'Me deixou e nunca mais vi': País tem 8 casos de abandono de menor por dia
João*, 9, havia chegado no Rio há 10 dias quando foi abandonado pela tia, dependente química, no centro da cidade, em junho deste ano. Os dois vieram da Bahia — os pais dele, também usuários de drogas, ficaram no estado. Encontrado por adolescentes que faziam um trabalho escolar, o menino foi deixado aos cuidados de guardas municipais, que o levaram para o Conselho Tutelar.
Em setembro de 2022, Lucas*, 9, saiu para jogar bola com os amigos e, ao voltar para casa, no Rio, se deparou com a casa vazia: a mãe havia se mudado com os irmãos mais novos e o deixou para trás.
Situações de abandono como a de João e Lucas acontecem pelo menos oito vezes por dia no Brasil, segundo dados do SNA (Sistema Nacional de Adoção e Acolhimento), do CNJ (Conselho Nacional de Justiça), e obtidos pelo UOL via Lei de Acesso à Informação.
País tem 32 mil acolhidos
O Brasil registrou 27.059 acolhimentos de crianças e adolescentes entre 0 e 18 anos com o motivo "abandono pelos pais ou responsáveis" de 2015 até julho deste ano.
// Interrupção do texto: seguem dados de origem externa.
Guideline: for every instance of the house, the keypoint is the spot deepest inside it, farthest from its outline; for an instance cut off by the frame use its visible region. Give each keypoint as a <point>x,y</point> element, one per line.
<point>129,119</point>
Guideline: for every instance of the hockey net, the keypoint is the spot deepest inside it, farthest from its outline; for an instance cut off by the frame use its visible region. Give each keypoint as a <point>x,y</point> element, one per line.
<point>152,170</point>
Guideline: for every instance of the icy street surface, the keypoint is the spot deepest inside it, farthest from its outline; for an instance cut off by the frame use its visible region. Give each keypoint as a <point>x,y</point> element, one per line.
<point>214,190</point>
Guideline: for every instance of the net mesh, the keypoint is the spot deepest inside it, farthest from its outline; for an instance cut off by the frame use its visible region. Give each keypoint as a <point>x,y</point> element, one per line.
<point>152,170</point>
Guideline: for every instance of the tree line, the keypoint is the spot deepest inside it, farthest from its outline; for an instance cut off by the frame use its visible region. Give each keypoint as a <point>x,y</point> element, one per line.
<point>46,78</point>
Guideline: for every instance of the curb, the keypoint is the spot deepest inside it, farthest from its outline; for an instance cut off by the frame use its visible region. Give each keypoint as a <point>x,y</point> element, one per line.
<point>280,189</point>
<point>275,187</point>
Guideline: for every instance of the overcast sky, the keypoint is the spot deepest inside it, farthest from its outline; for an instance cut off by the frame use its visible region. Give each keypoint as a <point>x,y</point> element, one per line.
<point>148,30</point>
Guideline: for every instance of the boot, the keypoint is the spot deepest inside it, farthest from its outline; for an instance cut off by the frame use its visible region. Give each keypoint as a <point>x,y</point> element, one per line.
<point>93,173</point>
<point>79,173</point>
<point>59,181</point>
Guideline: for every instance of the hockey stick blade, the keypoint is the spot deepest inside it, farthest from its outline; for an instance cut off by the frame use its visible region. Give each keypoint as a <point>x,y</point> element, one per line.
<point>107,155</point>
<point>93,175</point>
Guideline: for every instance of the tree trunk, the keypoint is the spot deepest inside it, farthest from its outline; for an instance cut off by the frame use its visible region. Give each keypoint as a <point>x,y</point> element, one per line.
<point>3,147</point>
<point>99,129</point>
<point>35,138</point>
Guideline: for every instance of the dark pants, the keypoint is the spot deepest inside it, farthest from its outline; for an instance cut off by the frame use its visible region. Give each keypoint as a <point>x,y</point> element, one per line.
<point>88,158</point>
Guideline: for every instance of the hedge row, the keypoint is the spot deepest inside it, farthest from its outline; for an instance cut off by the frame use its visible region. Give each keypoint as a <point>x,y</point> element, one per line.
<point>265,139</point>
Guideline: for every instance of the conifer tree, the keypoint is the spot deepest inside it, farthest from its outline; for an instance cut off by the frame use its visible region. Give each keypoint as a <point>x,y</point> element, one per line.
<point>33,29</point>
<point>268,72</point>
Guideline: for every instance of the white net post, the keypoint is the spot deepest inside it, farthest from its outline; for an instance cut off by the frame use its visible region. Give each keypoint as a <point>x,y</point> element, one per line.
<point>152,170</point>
É uma média de 262 casos por mês.
Ao todo, o país tem hoje 32.869 menores em 6.580 locais — a maioria são instituições, mas também há programas de acolhimento familiar. A ida para esses centros pode ocorrer por várias razões além do abandono. Há casos de negligência, violência (física, psicológica ou sexual), situação de rua e outros cenários que colocam esses menores em perigo.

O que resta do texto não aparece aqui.